Efficient use of single molecule time traces to resolve kinetic rates, models and uncertainties

TL;DR

This paper introduces SMACKS, a new method for analyzing single molecule FRET data that overcomes traditional limitations, enabling detailed kinetic modeling and revealing new insights into Hsp90 protein dynamics.

Contribution

The paper presents SMACKS, a novel analysis approach that utilizes all data points from multiple short traces to accurately determine kinetic rates in single molecule experiments.

Findings

SMACKS effectively resolves small kinetic effects in Hsp90.

Reveals unexpected link between conformational dynamics and ATPase activity.

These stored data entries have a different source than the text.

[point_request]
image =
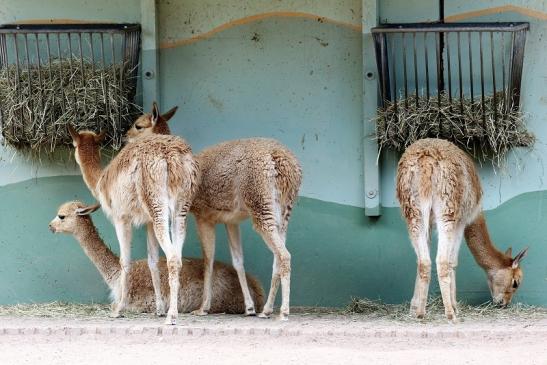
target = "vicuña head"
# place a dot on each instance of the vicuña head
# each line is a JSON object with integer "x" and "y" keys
{"x": 438, "y": 183}
{"x": 71, "y": 216}
{"x": 151, "y": 123}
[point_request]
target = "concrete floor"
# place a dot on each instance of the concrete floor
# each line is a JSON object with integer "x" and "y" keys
{"x": 315, "y": 338}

Overcomes limitations of classic dwell-time analysis.

Abstract

Single molecule time traces reveal the time evolution of unsynchronized kinetic systems. Especially single molecule F\"orster resonance energy transfer (smFRET) provides access to enzymatically important timescales, combined with molecular distance resolution and minimal interference with the sample. Yet the kinetic analysis of smFRET time traces is complicated by experimental shortcomings - such as photo-bleaching and noise. Here we recapitulate the fundamental limits of single molecule fluorescence that render the classic, dwell-time based kinetic analysis unsuitable. In contrast, our Single Molecule Analysis of Complex Kinetic Sequences (SMACKS) considers every data point and combines the information of many short traces in one global kinetic rate model. We demonstrate the potential of SMACKS by resolving the small kinetic effects caused by different ionic strengths in the chaperone protein Hsp90. These results show an unexpected interrelation between conformational dynamics and ATPase activity in Hsp90.